Il polverone
politico-mediatico sollevato dallo scontro tra «europeisti» e
«sovranisti» nasconde quella che invece è la realtà: un
europeismo senza Europa e un sovranismo senza sovranità.
A innalzare
strumentalmente la bandiera dell’europeismo è in questo momento il
presidente Macron, per far avanzare la potenza francese non solo in
Europa ma in Africa.
La Francia, promotrice
con gli Usa della guerra Nato che nel 2011 demolì lo Stato libico
(nella quale l’Italia svolse un ruolo di primo piano), cerca con
tutti i mezzi di controllare la Libia: le sue ricche risorse –
enormi riserve di petrolio, gas naturale, acqua fossile – e lo
stesso territorio libico di grande importanza geostrategica. A tal
fine Macron appoggia le milizie che combattono il «governo» di
Fayez al-Serraj, sostenuto dall'Italia che con l’Eni mantiene
grossi interessi nel paese.
Questo è solo uno degli
esempi di come l’Unione europea, fondata sugli interessi delle
oligarchie economiche e finanziarie delle maggiori potenze, si stia
sgretolando per contrasti di natura economica e politica, di cui la
questione dei migranti è solo la punta dell’iceberg.
Di fronte al predominio
di Francia e Germania, il governo 5 Stelle-Lega ha fatto una precisa
scelta: accrescere il peso dell’Italia legandola ancora più
strettamente agli Stati uniti. Da qui l’incontro del presidente
Conte col presidente Trump, a cui i media italiani hanno dato scarso
rilievo. Eppure in quell’incontro sono state prese decisioni che
influiscono notevolmente sulla collocazione internazionale
dell’Italia. È stato anzitutto deciso di creare «una cabina di
regia permanente Italia-Usa nel Mediterraneo allargato», ossia
nell’area che, nella strategia Usa/Nato, si estende dall’Atlantico
al Mar Nero e, a sud, fino al Golfo Persico e all’Oceano Indiano.

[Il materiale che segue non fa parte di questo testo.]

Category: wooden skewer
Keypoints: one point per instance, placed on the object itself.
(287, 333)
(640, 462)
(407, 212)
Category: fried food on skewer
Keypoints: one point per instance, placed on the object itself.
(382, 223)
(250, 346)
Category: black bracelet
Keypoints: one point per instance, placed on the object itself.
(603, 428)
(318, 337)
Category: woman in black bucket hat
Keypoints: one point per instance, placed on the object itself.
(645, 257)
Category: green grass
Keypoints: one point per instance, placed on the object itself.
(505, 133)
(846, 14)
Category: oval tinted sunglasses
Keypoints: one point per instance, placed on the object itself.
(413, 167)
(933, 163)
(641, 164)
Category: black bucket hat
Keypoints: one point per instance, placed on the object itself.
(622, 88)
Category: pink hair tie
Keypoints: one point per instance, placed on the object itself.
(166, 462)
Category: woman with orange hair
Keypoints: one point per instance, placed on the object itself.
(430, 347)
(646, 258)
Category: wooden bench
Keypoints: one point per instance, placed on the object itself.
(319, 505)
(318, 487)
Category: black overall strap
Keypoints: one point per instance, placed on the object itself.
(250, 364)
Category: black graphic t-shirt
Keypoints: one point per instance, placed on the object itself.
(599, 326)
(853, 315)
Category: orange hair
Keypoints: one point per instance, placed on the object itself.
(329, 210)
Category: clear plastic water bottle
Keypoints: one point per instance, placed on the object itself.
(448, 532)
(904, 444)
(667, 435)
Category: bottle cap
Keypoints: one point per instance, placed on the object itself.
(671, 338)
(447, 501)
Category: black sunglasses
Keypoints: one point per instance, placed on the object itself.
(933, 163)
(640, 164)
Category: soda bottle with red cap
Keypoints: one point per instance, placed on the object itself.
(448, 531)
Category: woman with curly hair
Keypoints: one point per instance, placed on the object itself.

La regia in realtà è in mano agli Usa, in specifico al Pentagono,
mentre all’Italia spetta qualche compito secondario di assistente
alla regia e genericamente il ruolo di comparsa. Secondo Conte,
invece, «è una cooperazione strategica, quasi un gemellaggio, in
virtù del quale l’Italia diventa punto di riferimento in Europa e
interlocutore privilegiato degli Stati uniti per le principali sfide
da affrontare». Si annuncia così un ulteriore rafforzamento della
«cooperazione strategica» con gli Stati uniti, ossia del ruolo
«privilegiato» dell’Italia quale ponte di lancio delle forze
statunitensi, anche nucleari, sia verso Sud che verso Est.
«All’Italia
l’amministrazione americana riconosce un ruolo di leadership come
paese promotore della stabilizzazione della Libia», dichiara Conte,
annunciando implicitamente che l’Italia, e non la Francia (meno
affidabile agli occhi di Washington), ha avuto dalla Casa Bianca
l’incarico di «stabilizzare» la Libia. Si tratta di vedere come.
Non basterà la
Conferenza internazionale sulla Libia, che dovrebbe svolgersi in
autunno in Italia, prima delle «elezioni» libiche sponsorizzate
dalla Francia che dovrebbero tenersi in dicembre. Occorrerà da parte
italiana un impegno militare direttamente sul campo, dai costi umani
e materiali e dagli esiti imprevedibili.
La scelta «sovranista»
del governo Conte riduce quindi ulteriormente la sovranità
nazionale, rendendo l’Italia ancora più dipendente da ciò che
decidono a Washington, non solo alla Casa Bianca, ma al Pentagono e
alla Comunità di intelligence, composta da 17 agenzie federali
specializzate in spionaggio e operazioni segrete.
La vera scelta sovranista
è l’attuazione reale del principio costituzionale che l’Italia
ripudia la guerra come strumento di offesa alla libertà degli altri
popoli e come mezzo di risoluzione delle controversie internazionali.